How to Overcome a Gambling Addiction
Whether it is betting on the lottery, horse racing or playing the pokies, gambling has become a big part of modern life. For some people, however, it can cause serious problems and even lead to debt or bankruptcy. In the past, psychiatric professionals generally regarded pathological gambling as a type of impulse control disorder, along with other compulsive behaviours such as kleptomania (stealing) and pyromania (setting things on fire). But in a move that many regard as a landmark decision, the American Psychiatric Association recently moved pathological gambling to the addictions chapter of its Diagnostic and Statistical Manual of Mental Disorders, or DSM.
This move was prompted by the fact that a growing body of research suggests that problem gambling is very much an addiction, albeit an uncommon one. In addition, there is increasing evidence that gambling can contribute to other psychiatric disorders such as depression, anxiety and personality disorders, as well as physical illnesses such as cardiovascular, musculoskeletal and gastrointestinal symptoms. It can also cause financial problems such as debt and bankruptcy and social problems including family discord, domestic violence and neglect of children.
In the US alone, a recent study found that around two million adults have a gambling problem and that for some, their addiction to gambling causes them significant harm. This is more than a few lost dollars; it is a compulsion that affects all aspects of their lives.
Many of the same techniques that are used to treat addictions such as drugs or alcohol are used to help people overcome gambling problems. These often include cognitive behavioural therapy (CBT), which helps people change their beliefs about betting. For example, a person with a gambling addiction may believe they are more likely to win than lose, that certain rituals can bring them luck or that they can win back their losses by gambling more. CBT will help them to understand how these beliefs are irrational and unhelpful, and learn healthier ways to think about betting.

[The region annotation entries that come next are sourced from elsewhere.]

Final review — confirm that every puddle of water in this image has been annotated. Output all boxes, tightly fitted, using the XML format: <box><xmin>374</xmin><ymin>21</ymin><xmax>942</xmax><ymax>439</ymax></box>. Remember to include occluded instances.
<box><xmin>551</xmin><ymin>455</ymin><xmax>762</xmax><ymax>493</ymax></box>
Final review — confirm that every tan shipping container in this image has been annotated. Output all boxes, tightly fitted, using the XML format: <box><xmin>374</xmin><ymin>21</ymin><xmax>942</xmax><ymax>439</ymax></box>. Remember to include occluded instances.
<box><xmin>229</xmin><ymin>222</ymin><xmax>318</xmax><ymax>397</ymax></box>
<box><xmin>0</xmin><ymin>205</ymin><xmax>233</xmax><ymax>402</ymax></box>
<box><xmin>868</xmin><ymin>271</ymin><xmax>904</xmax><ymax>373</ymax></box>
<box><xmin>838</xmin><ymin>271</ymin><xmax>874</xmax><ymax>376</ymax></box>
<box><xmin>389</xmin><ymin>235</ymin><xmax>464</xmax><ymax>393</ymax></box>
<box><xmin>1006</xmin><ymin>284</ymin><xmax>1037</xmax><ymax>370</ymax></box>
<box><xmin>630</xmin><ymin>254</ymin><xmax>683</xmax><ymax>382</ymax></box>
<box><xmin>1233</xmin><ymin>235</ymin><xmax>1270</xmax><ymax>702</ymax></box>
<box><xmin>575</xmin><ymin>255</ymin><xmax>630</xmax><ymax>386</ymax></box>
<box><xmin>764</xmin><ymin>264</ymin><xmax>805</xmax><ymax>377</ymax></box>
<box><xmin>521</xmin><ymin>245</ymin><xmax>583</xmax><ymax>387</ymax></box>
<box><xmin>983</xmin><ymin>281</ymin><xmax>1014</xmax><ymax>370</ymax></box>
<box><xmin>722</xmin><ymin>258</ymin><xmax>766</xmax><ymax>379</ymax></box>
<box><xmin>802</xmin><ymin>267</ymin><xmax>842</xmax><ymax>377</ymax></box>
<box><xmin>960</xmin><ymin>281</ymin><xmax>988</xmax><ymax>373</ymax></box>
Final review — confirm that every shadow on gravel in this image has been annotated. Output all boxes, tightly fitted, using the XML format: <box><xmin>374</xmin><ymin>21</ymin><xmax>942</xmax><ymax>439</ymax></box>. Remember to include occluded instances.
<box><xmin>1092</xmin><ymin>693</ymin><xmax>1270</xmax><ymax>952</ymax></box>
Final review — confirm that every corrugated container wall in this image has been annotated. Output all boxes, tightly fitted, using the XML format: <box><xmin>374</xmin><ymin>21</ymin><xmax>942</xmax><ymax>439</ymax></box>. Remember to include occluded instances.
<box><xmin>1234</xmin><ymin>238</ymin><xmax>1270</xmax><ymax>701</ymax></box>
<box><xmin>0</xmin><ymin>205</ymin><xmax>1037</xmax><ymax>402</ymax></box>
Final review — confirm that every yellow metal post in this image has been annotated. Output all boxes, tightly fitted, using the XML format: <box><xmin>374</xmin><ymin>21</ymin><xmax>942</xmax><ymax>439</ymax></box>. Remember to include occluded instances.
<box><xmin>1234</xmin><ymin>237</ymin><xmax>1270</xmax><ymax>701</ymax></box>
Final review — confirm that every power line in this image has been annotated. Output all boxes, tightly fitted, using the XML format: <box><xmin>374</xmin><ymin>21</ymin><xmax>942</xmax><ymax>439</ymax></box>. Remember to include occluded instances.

In addition, it is important to seek support if you are struggling with a gambling addiction. This can be done by talking to someone you trust who won’t judge you. This could be a friend, family member or professional counsellor. It is also helpful to avoid places where you can gamble and to try to find other ways of socialising, such as joining a book club or sports team, or taking up a new hobby. It is also a good idea to reduce your financial risk by not using credit cards and limiting the amount of money you carry in your wallet or purse. Also, it is helpful to consider seeking debt advice, for example from StepChange, a free and confidential service.